Bowlers will be the first to start training, with sessions expected to begin from Wednesday, and the England and Wales Cricket Board hopes to be able to host a Test series against the West Indies behind closed doors this summer.
England’s all-time leading wicket-taker Anderson is confident the ECB will ensure the safety protocols are followed which could give him the chance to add to his haul of 584 Test scalps in July.
“It’s exciting in a way we’re actually talking about the possibility of playing cricket this summer,” Anderson said in an Instagram Live with Stuart Broad on the England Cricket account.
“There are concerns but there’s no way we will play without those concerns being talked about.
“I think as long as everything is place with safety concerns then I’ll be pretty comfortable playing.
Outdoor where possible
Social distancing to be maintained with coaches
Temperature checks at start of session
Physios to wear PPE for any treatment
“We’ve been a part of the England set up for a long time now. We’ve got some great people working on every possibility and outcome from this summer and going forwards.
“As long as everything is ironed out then I’ll be quite excited about playing.”
Should the Test series go ahead it will be without crowds, leaving the players with a different problem to overcome but one that they will be used to in the county game.
Anderson said: “It’s quite easy to play in front of a big crowd because of the intensity, you have to be on top of your game. If there’s no people there you have to try and find your own energy and intensity from somewhere.
“To be honest it will be pretty similar to county cricket!”

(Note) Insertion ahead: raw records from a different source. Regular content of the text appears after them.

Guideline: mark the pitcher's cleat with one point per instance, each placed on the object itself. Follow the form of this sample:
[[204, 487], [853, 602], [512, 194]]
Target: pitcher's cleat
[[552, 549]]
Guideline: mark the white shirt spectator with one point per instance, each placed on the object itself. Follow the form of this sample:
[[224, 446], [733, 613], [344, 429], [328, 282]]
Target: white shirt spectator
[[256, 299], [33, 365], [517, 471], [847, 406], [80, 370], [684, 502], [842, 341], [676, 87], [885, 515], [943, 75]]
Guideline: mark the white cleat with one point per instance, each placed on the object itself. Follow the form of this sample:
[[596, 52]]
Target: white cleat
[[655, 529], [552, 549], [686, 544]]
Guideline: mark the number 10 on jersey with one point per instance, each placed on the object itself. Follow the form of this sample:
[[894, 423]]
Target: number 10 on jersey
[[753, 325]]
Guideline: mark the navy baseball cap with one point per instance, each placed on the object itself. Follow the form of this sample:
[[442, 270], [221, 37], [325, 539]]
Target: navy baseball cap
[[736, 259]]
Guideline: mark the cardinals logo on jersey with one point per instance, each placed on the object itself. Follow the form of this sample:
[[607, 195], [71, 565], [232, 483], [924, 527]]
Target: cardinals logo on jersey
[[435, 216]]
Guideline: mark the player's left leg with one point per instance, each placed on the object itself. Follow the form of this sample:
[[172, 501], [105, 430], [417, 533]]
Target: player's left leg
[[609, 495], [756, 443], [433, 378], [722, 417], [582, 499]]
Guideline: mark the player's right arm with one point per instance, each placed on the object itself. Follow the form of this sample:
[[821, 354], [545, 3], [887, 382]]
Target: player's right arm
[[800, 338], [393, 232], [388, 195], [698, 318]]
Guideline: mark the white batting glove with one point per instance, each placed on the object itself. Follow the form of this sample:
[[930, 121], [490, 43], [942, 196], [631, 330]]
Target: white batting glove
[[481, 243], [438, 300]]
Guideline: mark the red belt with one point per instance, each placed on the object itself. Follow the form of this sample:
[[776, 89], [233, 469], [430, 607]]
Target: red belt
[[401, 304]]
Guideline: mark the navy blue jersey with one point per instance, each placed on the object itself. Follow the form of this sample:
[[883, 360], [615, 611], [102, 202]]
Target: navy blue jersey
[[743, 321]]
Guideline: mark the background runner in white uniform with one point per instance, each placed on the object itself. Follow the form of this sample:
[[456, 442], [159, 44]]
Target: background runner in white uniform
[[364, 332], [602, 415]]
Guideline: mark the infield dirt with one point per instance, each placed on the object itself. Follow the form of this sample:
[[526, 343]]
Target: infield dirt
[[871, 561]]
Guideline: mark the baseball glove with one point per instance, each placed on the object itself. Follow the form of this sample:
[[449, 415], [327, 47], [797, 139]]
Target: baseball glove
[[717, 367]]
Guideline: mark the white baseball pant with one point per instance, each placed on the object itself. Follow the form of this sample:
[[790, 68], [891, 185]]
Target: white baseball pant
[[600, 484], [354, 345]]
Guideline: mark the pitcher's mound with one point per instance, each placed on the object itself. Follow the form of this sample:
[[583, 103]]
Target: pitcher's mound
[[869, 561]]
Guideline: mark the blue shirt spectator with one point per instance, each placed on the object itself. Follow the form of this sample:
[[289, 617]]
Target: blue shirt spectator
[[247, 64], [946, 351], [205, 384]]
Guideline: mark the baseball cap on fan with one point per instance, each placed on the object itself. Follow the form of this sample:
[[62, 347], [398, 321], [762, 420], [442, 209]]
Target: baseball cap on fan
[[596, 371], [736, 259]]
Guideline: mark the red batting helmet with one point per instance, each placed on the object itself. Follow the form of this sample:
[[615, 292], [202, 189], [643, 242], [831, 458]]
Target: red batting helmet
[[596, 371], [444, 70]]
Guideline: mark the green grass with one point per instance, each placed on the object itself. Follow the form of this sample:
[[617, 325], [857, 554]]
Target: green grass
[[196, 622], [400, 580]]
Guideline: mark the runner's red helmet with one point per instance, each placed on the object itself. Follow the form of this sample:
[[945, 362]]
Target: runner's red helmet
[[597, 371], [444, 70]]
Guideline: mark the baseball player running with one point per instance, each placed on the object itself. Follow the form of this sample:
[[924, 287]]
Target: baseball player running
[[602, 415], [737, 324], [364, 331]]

Anderson and Broad should be among those returning to action next week, but the lockdown in the country will have left them and their fellow bowlers a little rusty.
Broad said: “It’s going to take us eight or nine bowling sessions I reckon for us to feel like our bodies are ready to get going.”
Anderson added: “Yeah it’s hard. As much as you can bowl in your garden or with a tennis ball or whatever, nothing replicates practice or (being) out in the middle so we’ve got to give ourselves time to get back into it.
“And I think the other thing is not to get frustrated again because it’s been so long since we bowled. If a few balls go where you don’t want them, you’ve just got to bide your time while you get back into it.”